Abrumados por tanta cordialidad, volvimos al hostel a comer menú de hostel: arroz con atún. Dormimos la acostumbrada siesta y luego partimos hacia la playa donde habíamos sido avisados de otro evento que tuvimos la suerte de presenciar y que sólo ocurre una vez por año: la fiesta de Iemanjá.
Por indicaciones que no entendimos del todo bien, esperamos el colectivo en el lugar equivocado pero la amabilidad del chofer (supongo que se apiadó de vernos tan turistas) nos permitió subir igual. Mientras le pagaba al guarda (todos los colectivos tienen un guarda que se encarga de cobrar el boleto y no exige “pago justo”) Pablo aprovechó para preguntar si estábamos en el coche indicado para llegar a la Playa del Buceo. La respuesta nos preocupó un poco:
- Noooo, éste no va para allá, te dejamos a unas cuadras – dijo como si eso hubiera significado que nos dejaba en el barrio siguiente.
Decidimos seguir igual porque ya habíamos pagado y porque estamos acostumbrados a caminar. Finalmente las “cuadras” de distancia eran sólo dos. Con el pasar de los días entenderíamos que cuando te dicen “te dejo en tal lado” es realmente así, nada de “por ahí cerca”, a “unas cuadras” o como suelen decir en otros lugares “a 5 minutos caminando” (como si todos camináramos a la misma velocidad). El montevideano es un tipo preciso.
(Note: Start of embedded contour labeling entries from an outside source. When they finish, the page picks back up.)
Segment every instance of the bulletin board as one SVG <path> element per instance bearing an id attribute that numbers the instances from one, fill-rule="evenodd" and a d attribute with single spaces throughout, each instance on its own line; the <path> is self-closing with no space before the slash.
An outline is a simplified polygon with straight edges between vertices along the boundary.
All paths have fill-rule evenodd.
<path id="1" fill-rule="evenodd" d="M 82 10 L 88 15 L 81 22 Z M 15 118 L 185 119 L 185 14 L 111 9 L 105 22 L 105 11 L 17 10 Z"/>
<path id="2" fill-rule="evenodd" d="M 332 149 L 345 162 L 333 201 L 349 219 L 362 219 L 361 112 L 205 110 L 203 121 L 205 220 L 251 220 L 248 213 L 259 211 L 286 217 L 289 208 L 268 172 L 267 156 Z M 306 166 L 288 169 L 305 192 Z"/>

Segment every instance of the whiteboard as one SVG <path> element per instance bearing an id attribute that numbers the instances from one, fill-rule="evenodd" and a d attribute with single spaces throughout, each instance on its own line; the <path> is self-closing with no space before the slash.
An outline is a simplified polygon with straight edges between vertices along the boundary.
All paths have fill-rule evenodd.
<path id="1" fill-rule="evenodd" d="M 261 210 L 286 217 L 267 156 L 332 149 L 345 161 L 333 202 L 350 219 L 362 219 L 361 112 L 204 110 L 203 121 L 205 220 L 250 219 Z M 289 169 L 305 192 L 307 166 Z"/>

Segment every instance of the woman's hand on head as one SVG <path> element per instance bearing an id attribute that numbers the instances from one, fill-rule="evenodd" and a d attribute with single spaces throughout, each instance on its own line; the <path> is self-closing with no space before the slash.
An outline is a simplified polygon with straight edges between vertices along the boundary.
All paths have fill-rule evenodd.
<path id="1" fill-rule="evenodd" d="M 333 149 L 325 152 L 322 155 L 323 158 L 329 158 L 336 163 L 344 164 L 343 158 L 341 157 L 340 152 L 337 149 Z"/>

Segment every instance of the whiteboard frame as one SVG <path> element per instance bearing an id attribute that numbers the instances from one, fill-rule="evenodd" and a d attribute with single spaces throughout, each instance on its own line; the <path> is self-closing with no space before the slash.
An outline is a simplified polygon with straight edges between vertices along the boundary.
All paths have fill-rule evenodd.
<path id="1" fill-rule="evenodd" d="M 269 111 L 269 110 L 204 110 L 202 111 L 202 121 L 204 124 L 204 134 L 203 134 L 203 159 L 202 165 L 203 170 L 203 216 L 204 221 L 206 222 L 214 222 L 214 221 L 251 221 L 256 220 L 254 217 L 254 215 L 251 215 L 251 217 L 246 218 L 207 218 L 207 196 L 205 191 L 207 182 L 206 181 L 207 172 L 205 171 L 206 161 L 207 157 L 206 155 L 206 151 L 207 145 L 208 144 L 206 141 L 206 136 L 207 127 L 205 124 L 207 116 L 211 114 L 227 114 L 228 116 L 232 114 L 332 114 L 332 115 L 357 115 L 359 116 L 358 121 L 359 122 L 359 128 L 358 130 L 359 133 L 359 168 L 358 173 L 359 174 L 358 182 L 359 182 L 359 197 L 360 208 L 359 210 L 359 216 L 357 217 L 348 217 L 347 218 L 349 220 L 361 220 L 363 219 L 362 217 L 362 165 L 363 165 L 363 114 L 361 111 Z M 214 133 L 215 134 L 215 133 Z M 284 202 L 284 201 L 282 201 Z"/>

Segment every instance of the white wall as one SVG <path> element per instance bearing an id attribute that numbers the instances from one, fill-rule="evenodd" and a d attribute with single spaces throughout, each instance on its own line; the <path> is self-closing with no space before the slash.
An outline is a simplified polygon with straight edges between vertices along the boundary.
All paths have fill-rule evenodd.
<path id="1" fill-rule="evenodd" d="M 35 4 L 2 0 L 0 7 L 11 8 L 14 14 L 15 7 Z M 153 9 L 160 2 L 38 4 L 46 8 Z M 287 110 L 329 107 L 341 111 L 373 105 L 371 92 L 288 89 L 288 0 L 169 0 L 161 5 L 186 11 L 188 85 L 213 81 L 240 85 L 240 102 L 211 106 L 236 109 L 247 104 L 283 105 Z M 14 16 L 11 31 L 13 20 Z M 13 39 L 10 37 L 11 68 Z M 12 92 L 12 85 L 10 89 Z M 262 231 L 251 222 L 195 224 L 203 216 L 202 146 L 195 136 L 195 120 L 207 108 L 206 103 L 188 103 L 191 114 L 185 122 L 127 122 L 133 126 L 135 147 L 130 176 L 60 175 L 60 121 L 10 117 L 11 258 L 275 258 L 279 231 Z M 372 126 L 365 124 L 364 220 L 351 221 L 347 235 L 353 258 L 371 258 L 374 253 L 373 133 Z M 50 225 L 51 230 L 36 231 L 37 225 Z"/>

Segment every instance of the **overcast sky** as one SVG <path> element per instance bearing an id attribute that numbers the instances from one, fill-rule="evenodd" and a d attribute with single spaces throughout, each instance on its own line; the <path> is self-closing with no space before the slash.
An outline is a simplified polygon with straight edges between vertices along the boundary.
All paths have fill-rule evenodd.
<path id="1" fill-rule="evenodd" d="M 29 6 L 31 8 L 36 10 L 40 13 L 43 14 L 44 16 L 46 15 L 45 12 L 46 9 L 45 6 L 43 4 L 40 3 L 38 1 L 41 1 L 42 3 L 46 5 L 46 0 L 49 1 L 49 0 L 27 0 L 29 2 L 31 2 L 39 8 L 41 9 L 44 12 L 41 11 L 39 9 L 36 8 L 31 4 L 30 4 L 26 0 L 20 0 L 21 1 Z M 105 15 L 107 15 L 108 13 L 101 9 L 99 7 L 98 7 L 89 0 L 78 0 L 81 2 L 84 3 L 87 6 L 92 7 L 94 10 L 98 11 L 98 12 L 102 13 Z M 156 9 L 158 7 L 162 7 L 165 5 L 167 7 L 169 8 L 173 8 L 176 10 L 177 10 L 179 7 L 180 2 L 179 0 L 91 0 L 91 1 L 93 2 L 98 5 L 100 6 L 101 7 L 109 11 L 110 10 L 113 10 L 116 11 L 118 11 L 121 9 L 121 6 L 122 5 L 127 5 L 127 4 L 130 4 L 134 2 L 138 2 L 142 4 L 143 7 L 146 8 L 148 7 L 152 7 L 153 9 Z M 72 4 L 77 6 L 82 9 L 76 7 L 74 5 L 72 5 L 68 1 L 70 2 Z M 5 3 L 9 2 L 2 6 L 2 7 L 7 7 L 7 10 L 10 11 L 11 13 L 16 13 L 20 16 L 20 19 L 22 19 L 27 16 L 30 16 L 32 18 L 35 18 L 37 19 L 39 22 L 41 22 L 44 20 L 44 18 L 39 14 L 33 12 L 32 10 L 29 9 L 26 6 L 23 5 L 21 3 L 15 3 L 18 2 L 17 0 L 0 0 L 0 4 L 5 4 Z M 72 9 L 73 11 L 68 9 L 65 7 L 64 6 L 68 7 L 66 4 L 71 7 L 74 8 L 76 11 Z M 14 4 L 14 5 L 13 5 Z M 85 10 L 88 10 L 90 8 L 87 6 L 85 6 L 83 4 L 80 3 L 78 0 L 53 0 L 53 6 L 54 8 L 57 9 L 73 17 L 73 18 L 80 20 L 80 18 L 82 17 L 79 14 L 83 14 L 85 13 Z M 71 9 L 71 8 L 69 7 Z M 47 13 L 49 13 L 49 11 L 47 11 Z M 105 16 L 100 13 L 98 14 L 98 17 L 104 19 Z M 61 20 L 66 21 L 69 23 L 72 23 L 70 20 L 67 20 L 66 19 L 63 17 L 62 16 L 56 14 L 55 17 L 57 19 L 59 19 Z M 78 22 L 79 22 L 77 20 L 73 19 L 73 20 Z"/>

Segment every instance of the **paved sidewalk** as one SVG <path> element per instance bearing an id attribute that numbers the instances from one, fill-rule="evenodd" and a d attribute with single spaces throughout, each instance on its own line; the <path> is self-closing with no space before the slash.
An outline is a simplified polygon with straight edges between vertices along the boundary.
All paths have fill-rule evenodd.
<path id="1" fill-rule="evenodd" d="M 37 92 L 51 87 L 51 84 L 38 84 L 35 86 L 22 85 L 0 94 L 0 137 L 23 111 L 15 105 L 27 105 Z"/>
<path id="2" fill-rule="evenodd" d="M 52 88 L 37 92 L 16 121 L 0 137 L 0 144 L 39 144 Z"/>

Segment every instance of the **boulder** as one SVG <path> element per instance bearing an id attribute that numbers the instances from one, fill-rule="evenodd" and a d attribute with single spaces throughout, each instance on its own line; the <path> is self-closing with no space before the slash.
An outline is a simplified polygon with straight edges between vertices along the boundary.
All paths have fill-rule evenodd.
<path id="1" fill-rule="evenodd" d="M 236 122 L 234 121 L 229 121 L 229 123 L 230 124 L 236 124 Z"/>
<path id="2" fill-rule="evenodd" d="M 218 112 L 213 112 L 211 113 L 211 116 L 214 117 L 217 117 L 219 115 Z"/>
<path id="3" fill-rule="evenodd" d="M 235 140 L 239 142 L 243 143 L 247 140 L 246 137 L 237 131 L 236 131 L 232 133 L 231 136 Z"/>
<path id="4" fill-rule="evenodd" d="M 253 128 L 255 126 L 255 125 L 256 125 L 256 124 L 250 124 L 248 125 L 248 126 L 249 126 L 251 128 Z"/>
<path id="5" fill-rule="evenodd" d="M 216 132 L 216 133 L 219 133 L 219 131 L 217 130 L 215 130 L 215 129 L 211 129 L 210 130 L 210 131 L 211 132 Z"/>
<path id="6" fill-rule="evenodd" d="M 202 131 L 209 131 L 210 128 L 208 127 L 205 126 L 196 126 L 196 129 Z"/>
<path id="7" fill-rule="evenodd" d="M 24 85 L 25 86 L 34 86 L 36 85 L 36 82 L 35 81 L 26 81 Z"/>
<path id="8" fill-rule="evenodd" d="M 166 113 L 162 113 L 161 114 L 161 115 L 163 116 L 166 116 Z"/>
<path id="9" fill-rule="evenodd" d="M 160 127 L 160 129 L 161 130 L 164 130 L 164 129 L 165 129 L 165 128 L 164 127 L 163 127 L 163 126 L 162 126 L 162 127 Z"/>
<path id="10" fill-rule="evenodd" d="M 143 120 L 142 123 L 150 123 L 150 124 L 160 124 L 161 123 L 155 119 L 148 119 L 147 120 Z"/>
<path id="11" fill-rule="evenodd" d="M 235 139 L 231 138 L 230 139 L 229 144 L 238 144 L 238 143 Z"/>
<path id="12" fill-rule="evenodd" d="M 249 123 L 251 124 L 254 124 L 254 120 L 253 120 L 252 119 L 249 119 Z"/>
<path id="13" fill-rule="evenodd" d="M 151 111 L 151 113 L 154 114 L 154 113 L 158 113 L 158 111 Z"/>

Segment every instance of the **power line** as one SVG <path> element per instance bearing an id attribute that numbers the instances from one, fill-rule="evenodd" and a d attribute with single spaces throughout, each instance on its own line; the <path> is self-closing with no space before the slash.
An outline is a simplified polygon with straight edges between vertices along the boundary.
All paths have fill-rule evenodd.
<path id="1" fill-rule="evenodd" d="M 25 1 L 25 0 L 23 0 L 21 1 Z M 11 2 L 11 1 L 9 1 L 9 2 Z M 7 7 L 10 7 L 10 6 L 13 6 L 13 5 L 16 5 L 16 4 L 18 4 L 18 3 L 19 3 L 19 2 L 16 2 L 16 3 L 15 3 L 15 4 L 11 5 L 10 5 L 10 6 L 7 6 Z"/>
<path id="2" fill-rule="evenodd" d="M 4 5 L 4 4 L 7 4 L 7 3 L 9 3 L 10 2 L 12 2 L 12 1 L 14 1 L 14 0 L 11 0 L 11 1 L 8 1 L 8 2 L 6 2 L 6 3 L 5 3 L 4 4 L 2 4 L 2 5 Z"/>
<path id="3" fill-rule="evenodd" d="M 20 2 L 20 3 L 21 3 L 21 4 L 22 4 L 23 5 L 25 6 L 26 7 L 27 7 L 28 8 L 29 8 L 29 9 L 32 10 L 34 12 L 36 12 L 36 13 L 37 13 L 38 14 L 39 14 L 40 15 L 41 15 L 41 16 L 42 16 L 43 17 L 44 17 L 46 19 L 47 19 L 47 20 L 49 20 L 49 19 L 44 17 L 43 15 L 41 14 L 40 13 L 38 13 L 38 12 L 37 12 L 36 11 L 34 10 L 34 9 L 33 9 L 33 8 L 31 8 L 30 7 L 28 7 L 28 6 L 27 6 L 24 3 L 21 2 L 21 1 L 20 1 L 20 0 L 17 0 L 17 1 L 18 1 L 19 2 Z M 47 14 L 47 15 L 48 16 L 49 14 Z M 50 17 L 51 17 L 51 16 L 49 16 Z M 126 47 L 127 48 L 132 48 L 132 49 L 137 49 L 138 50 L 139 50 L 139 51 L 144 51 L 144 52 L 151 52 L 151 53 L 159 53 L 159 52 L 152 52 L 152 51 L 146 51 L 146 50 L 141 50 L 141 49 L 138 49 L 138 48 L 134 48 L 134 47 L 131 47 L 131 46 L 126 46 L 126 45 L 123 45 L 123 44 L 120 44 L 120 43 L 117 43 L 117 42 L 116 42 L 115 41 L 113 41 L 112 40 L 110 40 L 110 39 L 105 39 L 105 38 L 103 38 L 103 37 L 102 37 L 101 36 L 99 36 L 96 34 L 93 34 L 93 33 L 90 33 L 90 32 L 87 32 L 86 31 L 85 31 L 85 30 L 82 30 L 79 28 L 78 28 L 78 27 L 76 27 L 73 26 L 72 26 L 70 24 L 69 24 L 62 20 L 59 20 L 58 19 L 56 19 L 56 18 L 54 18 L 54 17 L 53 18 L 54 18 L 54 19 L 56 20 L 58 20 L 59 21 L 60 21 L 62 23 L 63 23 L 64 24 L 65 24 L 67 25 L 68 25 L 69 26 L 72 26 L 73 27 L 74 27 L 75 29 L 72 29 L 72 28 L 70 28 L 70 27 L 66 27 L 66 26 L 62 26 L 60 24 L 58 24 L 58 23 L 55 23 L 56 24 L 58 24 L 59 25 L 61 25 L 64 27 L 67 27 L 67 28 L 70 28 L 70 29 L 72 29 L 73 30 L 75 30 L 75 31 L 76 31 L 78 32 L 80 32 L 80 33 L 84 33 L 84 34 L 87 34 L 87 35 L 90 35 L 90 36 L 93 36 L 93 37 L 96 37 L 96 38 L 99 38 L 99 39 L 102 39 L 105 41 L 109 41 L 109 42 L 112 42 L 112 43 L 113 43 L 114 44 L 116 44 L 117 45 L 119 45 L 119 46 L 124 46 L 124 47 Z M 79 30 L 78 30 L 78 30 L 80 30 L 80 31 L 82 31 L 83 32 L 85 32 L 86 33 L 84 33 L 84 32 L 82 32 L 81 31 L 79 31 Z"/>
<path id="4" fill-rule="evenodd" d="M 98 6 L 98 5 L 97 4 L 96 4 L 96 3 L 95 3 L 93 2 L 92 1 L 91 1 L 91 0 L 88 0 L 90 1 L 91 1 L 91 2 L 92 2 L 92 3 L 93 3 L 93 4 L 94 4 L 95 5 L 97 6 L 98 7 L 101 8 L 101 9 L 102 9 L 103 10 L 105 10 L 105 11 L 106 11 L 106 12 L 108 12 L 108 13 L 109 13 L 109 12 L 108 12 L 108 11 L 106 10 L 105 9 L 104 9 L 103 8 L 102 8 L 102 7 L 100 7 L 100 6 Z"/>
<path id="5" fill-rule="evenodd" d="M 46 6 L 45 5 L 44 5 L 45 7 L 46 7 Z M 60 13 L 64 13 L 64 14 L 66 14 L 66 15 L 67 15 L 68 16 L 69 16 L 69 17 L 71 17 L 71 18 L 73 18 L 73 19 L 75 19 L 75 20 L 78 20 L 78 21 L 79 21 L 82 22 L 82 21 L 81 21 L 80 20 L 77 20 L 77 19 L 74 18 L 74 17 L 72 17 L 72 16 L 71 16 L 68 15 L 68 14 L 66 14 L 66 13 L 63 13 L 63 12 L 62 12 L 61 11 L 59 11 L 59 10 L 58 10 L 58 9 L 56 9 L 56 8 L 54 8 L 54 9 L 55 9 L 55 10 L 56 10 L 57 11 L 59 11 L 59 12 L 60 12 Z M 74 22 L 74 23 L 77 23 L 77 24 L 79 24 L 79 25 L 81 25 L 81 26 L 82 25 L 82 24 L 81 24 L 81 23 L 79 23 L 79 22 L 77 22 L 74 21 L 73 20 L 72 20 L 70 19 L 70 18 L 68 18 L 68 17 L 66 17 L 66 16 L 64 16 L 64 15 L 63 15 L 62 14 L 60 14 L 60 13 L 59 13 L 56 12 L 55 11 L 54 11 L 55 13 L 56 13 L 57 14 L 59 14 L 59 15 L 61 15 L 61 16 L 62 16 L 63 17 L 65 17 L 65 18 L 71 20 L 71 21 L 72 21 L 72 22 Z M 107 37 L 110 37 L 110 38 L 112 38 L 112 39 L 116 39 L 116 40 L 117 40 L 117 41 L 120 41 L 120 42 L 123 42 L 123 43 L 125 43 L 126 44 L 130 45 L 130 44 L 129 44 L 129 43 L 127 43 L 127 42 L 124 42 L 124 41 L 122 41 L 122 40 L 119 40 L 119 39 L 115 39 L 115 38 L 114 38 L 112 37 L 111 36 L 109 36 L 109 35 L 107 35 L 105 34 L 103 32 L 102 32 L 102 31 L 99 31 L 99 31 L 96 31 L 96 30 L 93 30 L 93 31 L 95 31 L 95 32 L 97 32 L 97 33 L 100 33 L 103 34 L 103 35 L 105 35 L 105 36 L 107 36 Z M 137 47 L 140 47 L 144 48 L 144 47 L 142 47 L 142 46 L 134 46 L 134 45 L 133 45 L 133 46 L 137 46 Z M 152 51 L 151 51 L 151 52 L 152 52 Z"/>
Los colectivos son bastante nuevos, siempre hay música sonando (que por suerte no es reggaetón) y como en todo Uruguay mucha gente sube con su termo bajo el brazo. Es lo que veríamos a lo largo de todo nuestro viaje: el termo parece ser una extensión del brazo. Tienen una extraña habilidad para llevar el termo, el mate siempre listo y además hacer otras cosas como pagar el boleto y guardar el vuelto. Eso nos hizo elaborar diversas teorías que desarrollaré más adelante y que yo resumí con la expresión “el gen uruguayo”.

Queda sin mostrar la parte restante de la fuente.